1Je vais partir de l’un de ces paradoxes comme nous en rencontrons parfois dans la pratique clinique, et qui sont révélateurs des inconséquences dont notre inconscient est coutumier, avec tous les risques qui en résultent. Celui-ci se manifeste à travers la double attitude que l’on pratique souvent vis-à-vis des règles de pudeur dans les relations avec les plus jeunes depuis quelques années. L’expérience analytique nous a appris avec le temps que l’enfant ne gagne rien à être confronté trop tôt et sans précautions à la nudité des adultes et à leurs ébats sexuels [1]. Plus l’intimité familiale est chaleureuse, riche et constructive, plus il faut ménager à chacun de ses membres des espaces d’intimité, en fonction de son âge, de son sexe, lui permettant de tirer parti de la tendresse commune sans en être envahi, écrasé. Quand on interroge les parents à ce sujet, il est bien rare qu’ils ne soient pas d’accord au moins sur le principe, estimant qu’en effet, il faut veiller à ne pas choquer inutilement les plus jeunes. Et pourtant, dans la pratique quotidienne, on observe que beaucoup affichent un comportement qui est en contradiction flagrante avec le principe en question : ils se permettent des gestes ou des actes explicitement sexuels que les enfants soient présents ou non, et nous en constatons quant à nous les conséquences à plus ou moins long terme quand des familles ou des enfants viennent consulter pour tenter d’éclaircir certains conflits larvés, durables et qui rendent la vie familiale difficile. Les actes sexuels ne sont d’ailleurs pas toujours le fait des parents eux-mêmes, il s’agit aussi de scènes à consonance érotique vues ensemble à la télévision ou au cinéma et dont G. Rosolato a montré qu’elles sont parfois ressenties par l’enfant comme des provocations de la part des adultes avec qui il les regarde [2]. Or celles-ci sont de plus en plus nombreuses, ce qui fait que les parents les plus acquis aux impératifs de pudeur deviennent, souvent sans en avoir conscience, complices de cette provocation. Par delà les comportements individuels, c’est donc à un problème collectif que nous sommes confrontés.
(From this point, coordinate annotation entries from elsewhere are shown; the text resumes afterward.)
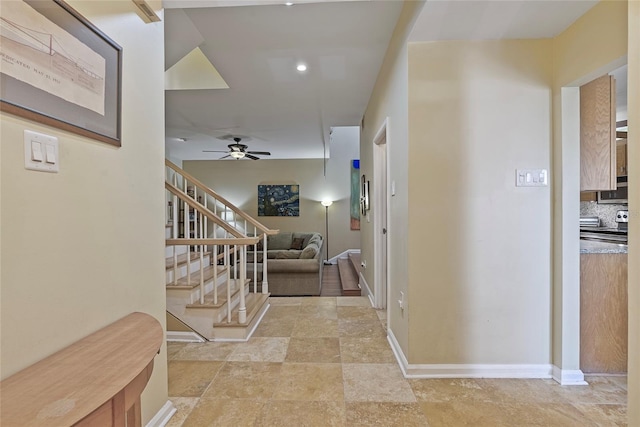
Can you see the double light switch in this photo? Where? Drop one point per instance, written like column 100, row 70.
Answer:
column 41, row 152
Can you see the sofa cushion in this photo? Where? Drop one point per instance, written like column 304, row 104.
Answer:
column 250, row 257
column 290, row 254
column 297, row 243
column 278, row 241
column 310, row 251
column 315, row 238
column 305, row 236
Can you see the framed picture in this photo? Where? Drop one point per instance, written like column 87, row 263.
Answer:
column 57, row 69
column 364, row 197
column 278, row 200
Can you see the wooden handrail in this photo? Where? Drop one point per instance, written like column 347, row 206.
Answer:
column 95, row 381
column 221, row 242
column 221, row 199
column 201, row 209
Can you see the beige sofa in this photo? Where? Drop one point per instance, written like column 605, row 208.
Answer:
column 294, row 263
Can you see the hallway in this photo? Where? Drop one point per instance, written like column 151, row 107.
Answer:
column 325, row 361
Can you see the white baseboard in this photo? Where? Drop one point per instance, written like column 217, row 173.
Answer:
column 162, row 417
column 184, row 336
column 466, row 370
column 568, row 376
column 365, row 289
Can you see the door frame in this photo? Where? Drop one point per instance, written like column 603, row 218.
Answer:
column 380, row 201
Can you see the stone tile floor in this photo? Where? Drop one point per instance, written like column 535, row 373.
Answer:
column 326, row 362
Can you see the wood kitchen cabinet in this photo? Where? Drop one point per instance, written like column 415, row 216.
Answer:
column 621, row 157
column 603, row 313
column 598, row 135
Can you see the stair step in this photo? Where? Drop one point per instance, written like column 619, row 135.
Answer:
column 254, row 303
column 348, row 278
column 355, row 261
column 222, row 295
column 195, row 278
column 182, row 259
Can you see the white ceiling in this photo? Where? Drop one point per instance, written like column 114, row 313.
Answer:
column 256, row 46
column 256, row 49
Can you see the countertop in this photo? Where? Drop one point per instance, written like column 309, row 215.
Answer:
column 593, row 247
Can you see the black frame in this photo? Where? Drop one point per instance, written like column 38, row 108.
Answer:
column 24, row 100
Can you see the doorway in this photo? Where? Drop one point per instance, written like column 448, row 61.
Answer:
column 380, row 213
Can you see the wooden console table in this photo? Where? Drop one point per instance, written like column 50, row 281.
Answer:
column 96, row 381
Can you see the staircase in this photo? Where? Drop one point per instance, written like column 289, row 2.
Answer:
column 206, row 282
column 349, row 270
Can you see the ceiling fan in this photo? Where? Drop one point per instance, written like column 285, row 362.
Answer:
column 239, row 151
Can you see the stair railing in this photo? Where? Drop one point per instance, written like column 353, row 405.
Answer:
column 239, row 220
column 198, row 241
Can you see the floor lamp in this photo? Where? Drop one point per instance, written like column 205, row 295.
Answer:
column 326, row 204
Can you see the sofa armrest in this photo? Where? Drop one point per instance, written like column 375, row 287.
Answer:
column 293, row 265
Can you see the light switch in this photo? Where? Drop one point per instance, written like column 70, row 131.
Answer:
column 41, row 152
column 531, row 178
column 51, row 154
column 36, row 151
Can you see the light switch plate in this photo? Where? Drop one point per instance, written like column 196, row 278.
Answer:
column 50, row 158
column 531, row 178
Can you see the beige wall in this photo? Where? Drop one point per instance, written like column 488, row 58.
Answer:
column 479, row 250
column 389, row 100
column 84, row 247
column 238, row 182
column 593, row 46
column 633, row 94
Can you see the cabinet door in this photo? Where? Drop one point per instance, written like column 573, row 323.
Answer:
column 598, row 135
column 621, row 157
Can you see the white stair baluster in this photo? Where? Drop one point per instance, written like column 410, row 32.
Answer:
column 242, row 309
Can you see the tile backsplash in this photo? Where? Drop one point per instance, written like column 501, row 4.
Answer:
column 606, row 213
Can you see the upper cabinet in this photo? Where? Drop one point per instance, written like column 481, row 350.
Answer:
column 598, row 135
column 621, row 157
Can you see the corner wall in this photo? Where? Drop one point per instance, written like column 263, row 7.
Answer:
column 389, row 100
column 633, row 96
column 85, row 247
column 479, row 250
column 592, row 46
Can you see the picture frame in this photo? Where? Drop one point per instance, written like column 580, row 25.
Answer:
column 60, row 70
column 279, row 200
column 364, row 198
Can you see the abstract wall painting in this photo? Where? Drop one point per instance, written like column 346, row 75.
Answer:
column 278, row 200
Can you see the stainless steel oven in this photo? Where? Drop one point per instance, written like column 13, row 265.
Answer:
column 618, row 196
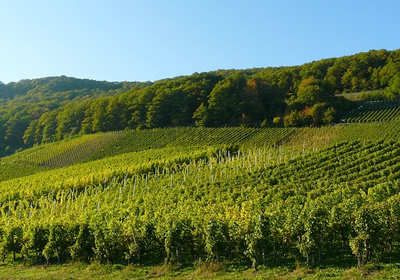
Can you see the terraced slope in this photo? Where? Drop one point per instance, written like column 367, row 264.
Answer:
column 260, row 203
column 375, row 111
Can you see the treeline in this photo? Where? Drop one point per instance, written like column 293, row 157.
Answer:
column 54, row 108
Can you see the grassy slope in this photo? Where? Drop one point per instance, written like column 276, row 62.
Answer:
column 96, row 271
column 310, row 138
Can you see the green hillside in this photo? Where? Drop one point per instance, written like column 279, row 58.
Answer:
column 230, row 174
column 374, row 111
column 55, row 108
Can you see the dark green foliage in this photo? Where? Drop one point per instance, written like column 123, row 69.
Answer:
column 48, row 109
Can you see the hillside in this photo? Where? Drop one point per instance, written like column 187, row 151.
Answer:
column 52, row 109
column 125, row 181
column 255, row 196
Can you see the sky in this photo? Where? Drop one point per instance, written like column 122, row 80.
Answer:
column 148, row 40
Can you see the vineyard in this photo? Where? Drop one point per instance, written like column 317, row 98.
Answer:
column 375, row 111
column 180, row 195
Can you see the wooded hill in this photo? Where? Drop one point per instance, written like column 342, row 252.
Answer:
column 44, row 110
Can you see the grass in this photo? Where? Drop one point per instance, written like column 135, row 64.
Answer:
column 204, row 271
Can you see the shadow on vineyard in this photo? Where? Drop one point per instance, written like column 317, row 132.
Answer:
column 206, row 203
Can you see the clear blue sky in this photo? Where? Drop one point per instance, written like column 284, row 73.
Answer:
column 140, row 40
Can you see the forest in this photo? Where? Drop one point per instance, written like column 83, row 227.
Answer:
column 54, row 108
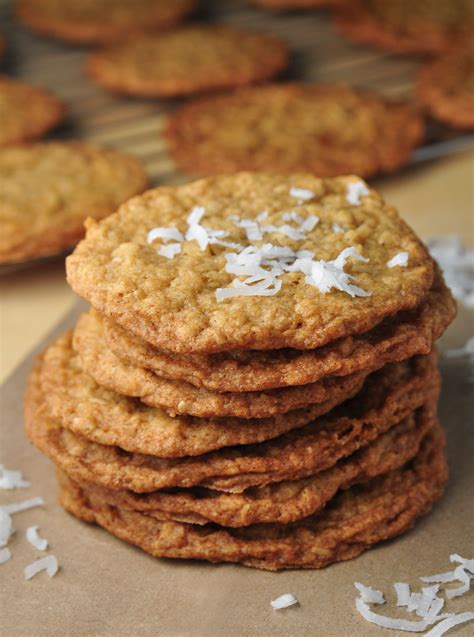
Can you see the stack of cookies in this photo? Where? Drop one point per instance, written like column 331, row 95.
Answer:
column 256, row 380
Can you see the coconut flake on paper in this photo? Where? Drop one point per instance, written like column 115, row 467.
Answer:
column 426, row 604
column 284, row 601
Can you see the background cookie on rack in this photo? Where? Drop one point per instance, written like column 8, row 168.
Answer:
column 26, row 112
column 47, row 190
column 189, row 60
column 91, row 21
column 288, row 128
column 445, row 87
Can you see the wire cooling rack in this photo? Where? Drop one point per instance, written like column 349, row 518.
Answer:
column 319, row 54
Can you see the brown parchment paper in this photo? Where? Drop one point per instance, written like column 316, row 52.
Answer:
column 106, row 587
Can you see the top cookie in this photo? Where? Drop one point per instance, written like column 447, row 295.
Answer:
column 288, row 128
column 251, row 261
column 47, row 190
column 188, row 60
column 100, row 20
column 404, row 26
column 26, row 112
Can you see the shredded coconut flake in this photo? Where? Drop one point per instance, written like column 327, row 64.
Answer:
column 48, row 564
column 457, row 559
column 301, row 193
column 35, row 540
column 10, row 479
column 310, row 223
column 286, row 230
column 426, row 604
column 170, row 251
column 400, row 259
column 6, row 527
column 463, row 576
column 283, row 601
column 5, row 555
column 457, row 263
column 356, row 190
column 167, row 234
column 24, row 505
column 392, row 622
column 403, row 593
column 369, row 594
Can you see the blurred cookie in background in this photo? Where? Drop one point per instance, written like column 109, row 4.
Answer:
column 188, row 60
column 285, row 128
column 47, row 190
column 89, row 21
column 26, row 112
column 404, row 26
column 446, row 87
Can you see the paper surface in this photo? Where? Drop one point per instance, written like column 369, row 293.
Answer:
column 106, row 587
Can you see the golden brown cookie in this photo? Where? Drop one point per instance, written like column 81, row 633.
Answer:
column 26, row 112
column 404, row 26
column 174, row 303
column 396, row 338
column 388, row 397
column 445, row 87
column 190, row 60
column 108, row 418
column 48, row 189
column 178, row 397
column 88, row 21
column 288, row 128
column 280, row 502
column 352, row 522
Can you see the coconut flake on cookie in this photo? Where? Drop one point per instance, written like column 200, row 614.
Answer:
column 356, row 190
column 400, row 259
column 303, row 194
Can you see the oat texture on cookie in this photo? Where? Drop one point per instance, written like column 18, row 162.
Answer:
column 182, row 268
column 256, row 380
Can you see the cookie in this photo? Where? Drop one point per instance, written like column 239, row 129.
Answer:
column 178, row 397
column 280, row 502
column 108, row 418
column 191, row 60
column 183, row 304
column 352, row 522
column 388, row 397
column 445, row 87
column 90, row 21
column 26, row 112
column 403, row 26
column 396, row 338
column 289, row 128
column 48, row 189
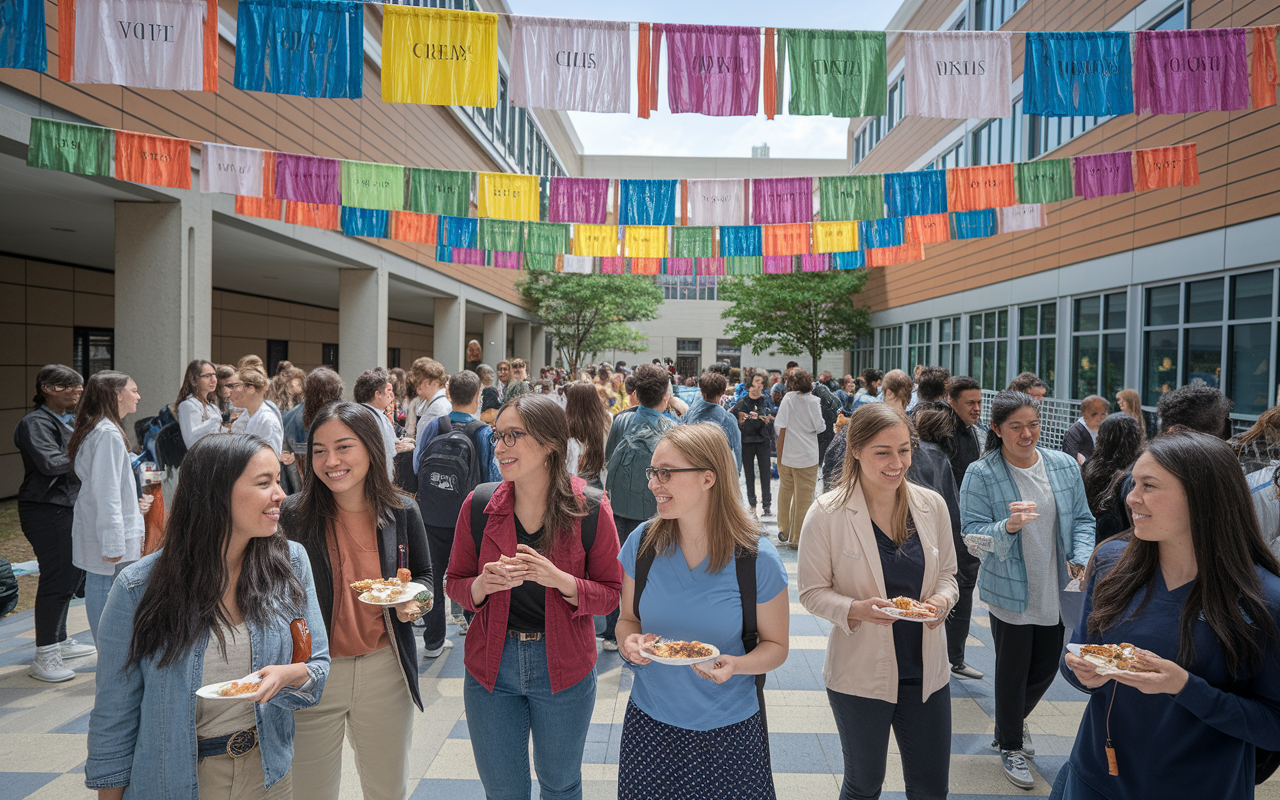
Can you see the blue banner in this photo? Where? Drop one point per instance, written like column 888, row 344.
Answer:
column 306, row 48
column 1078, row 74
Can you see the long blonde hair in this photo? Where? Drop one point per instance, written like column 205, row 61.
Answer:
column 868, row 423
column 728, row 529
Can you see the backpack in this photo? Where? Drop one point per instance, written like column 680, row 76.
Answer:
column 448, row 469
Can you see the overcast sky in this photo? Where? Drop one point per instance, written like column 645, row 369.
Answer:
column 694, row 135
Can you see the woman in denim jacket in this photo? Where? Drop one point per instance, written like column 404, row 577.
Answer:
column 236, row 615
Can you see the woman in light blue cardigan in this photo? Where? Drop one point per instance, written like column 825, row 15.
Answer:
column 1031, row 502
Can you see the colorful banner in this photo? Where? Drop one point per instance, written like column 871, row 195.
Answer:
column 1184, row 72
column 713, row 69
column 306, row 48
column 842, row 73
column 570, row 64
column 959, row 74
column 1078, row 74
column 438, row 56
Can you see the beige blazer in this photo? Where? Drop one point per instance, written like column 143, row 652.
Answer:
column 840, row 563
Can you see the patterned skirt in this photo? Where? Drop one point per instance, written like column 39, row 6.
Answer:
column 661, row 762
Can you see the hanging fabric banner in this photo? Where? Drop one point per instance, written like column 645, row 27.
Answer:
column 439, row 56
column 507, row 196
column 439, row 191
column 648, row 202
column 959, row 74
column 579, row 200
column 716, row 202
column 156, row 160
column 1047, row 181
column 570, row 64
column 981, row 187
column 781, row 200
column 915, row 193
column 306, row 48
column 373, row 186
column 842, row 73
column 850, row 197
column 1183, row 72
column 85, row 150
column 1069, row 73
column 713, row 69
column 1165, row 167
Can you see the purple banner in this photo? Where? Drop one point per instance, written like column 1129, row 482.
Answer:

Les justifications les plus courantes
2D’où vient ce paradoxe, ce décalage de plus en plus frappant et qui tourne chez certains à la contradiction pure et simple [3] ? Quand on leur pose la question, beaucoup répondent en invoquant l’évolution des mœurs, une évolution qui les dépasse et qu’ils estiment inévitable, justifiée. Même s’il faut respecter l’intimité de l’enfant, les manières de la vivre, disent-ils, ont beaucoup évolué par la force des choses : le respect ne passe plus par la dissimulation des organes ou des pratiques génitales qui s’apparenterait plutôt de nos jours à une forme d’hypocrisie ; elle passe par une non ingérence dans son espace intime, dans sa vie personnelle. Cette justification mérite certes d’être prise en compte, mais elle néglige un fait très important en matière de sexualité. Pour l’enfant qui n’est pas encore en mesure de comprendre, le parti pris de ne rien dissimuler se traduit par une forme d’envahissement, de séduction larvée qui ne veut pas dire son nom, et le nier s’apparente à une autre forme d’hypocrisie qui ne vaut guère mieux que la première.
3D’autres justifient leur comportement en se référant à des valeurs d’ouverture, de partage, de modernité, à une forme de retour à un naturel libérateur. Le problème pour eux n’est pas de montrer ou de ne pas montrer, mais d’être tout simplement eux-mêmes, de telle façon que les échanges entre les sexes et les générations soient fondés sur la vérité. L’idée est séduisante, surtout dans le contexte actuel où la « télé réalité » s’impose sur nos écrans, et pourtant elle néglige un préalable indispensable : pour qu’il y ait échange et partage, il faut que chacun ait d’abord pris la mesure de ce qu’il représente, possède en propre, et qu’il soit devenu un partenaire à part entière. Pour l’adulte, cela va de soi, - encore que… -, pas pour l’enfant. Avant de pouvoir affronter la promiscuité de l’adulte et de ses prérogatives sexuelles génitales, il lui faut acquérir une cohérence libidinale suffisante à son propre niveau, et il a besoin pour cela de longues périodes d’isolement et de protection. Puisqu’on en est aux références « naturelles », disons que la chrysalide a besoin de se vivre un moment d’isolement protecteur pour devenir papillon. La pression de la sexualité soi disant libératrice ne donne pas à l’enfant le temps de se construire en suivant son propre chemin.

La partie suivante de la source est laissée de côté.